DETROIT - After 11 fruitless at-bats, Joe Benson finally delivered his first big-league hit Saturday, but the moment had barely passed when he made two of the fundamental baserunning mistakes that have undermined the Twins all season.
Fellow rookie Chris Parmelee lumbered from first to third on Benson's hit, and when Tigers left fielder Delmon Young threw to third, Benson should have raced to second.
Instead, Benson was stuck on first, where he fell for the pickoff move that never seems to work.
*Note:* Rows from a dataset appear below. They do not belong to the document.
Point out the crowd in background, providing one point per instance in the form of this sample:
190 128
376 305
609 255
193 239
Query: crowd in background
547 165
Detroit's Max Scherzer faked to third base and threw to first, catching Benson leaning the wrong way for the out.
The Twins didn't score that inning, and a game full of teachable moments ended when Brandon Inge hit a walk-off homer off Glen Perkins in the ninth inning, giving Detroit a 3-2 victory at Comerica Park.
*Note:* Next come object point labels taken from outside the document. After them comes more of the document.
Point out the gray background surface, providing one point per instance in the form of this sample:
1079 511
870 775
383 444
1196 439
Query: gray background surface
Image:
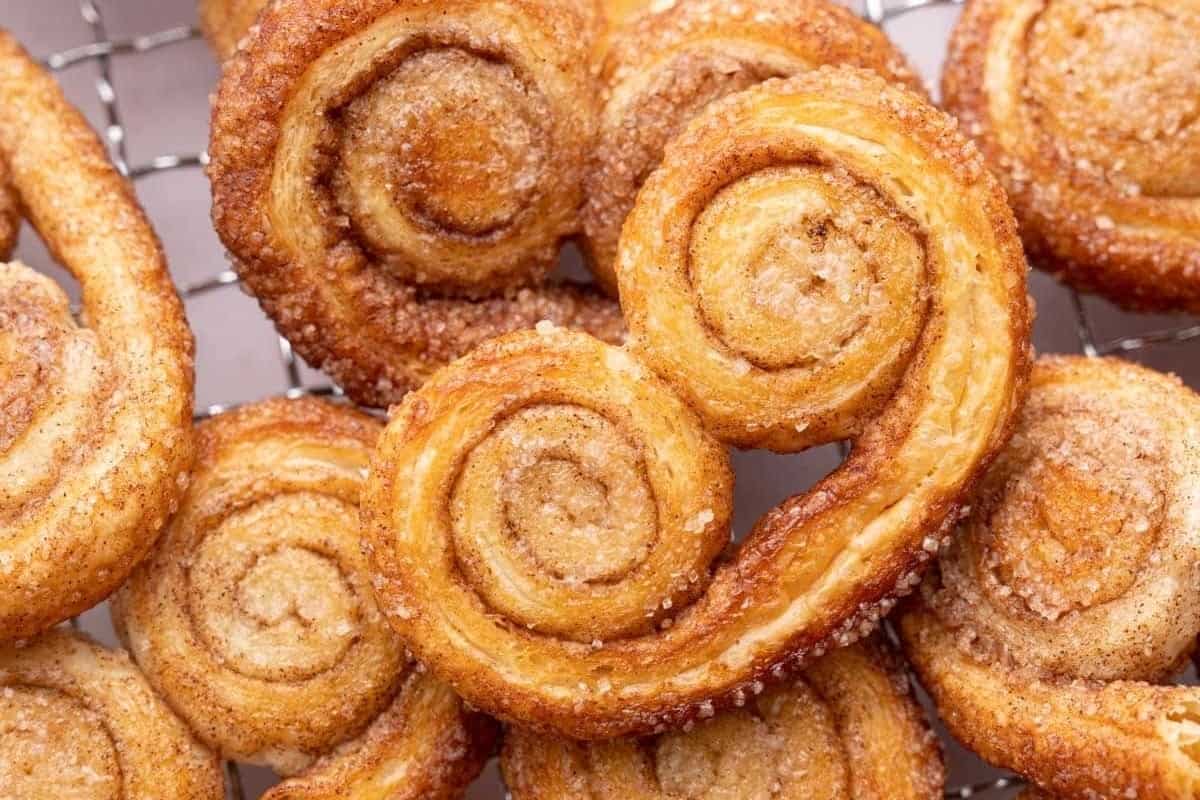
163 100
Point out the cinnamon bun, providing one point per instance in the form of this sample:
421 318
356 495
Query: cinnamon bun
1090 113
95 415
394 178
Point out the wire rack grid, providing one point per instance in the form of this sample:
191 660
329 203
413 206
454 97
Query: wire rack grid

"I guess it's part of the learning experience," Benson said after going 2-for-4 with a double and two strikeouts. "I'm not too happy about it right now."
Manager Ron Gardenhire was pleased with his team's pitching, especially the six-inning, two-run effort by Anthony Swarzak, but the latest loss means the Twins need to go 4-13 in their final 17 games to avoid their first 100-loss season since 1982.
Rookie Brian Dinkelman had two poor at-bats, failing to get Parmelee home with one out in the second and then failing to advance Benson after his leadoff double in the seventh.
Scherzer escaped the seventh when Luke Hughes and Rene Tosoni each took third strikes. Tosoni entered as a pinch hitter and faced six pitches without taking a swing. "No one ever does anything standing with a bat on their shoulder," Gardenhire said. "You've got to take some swings."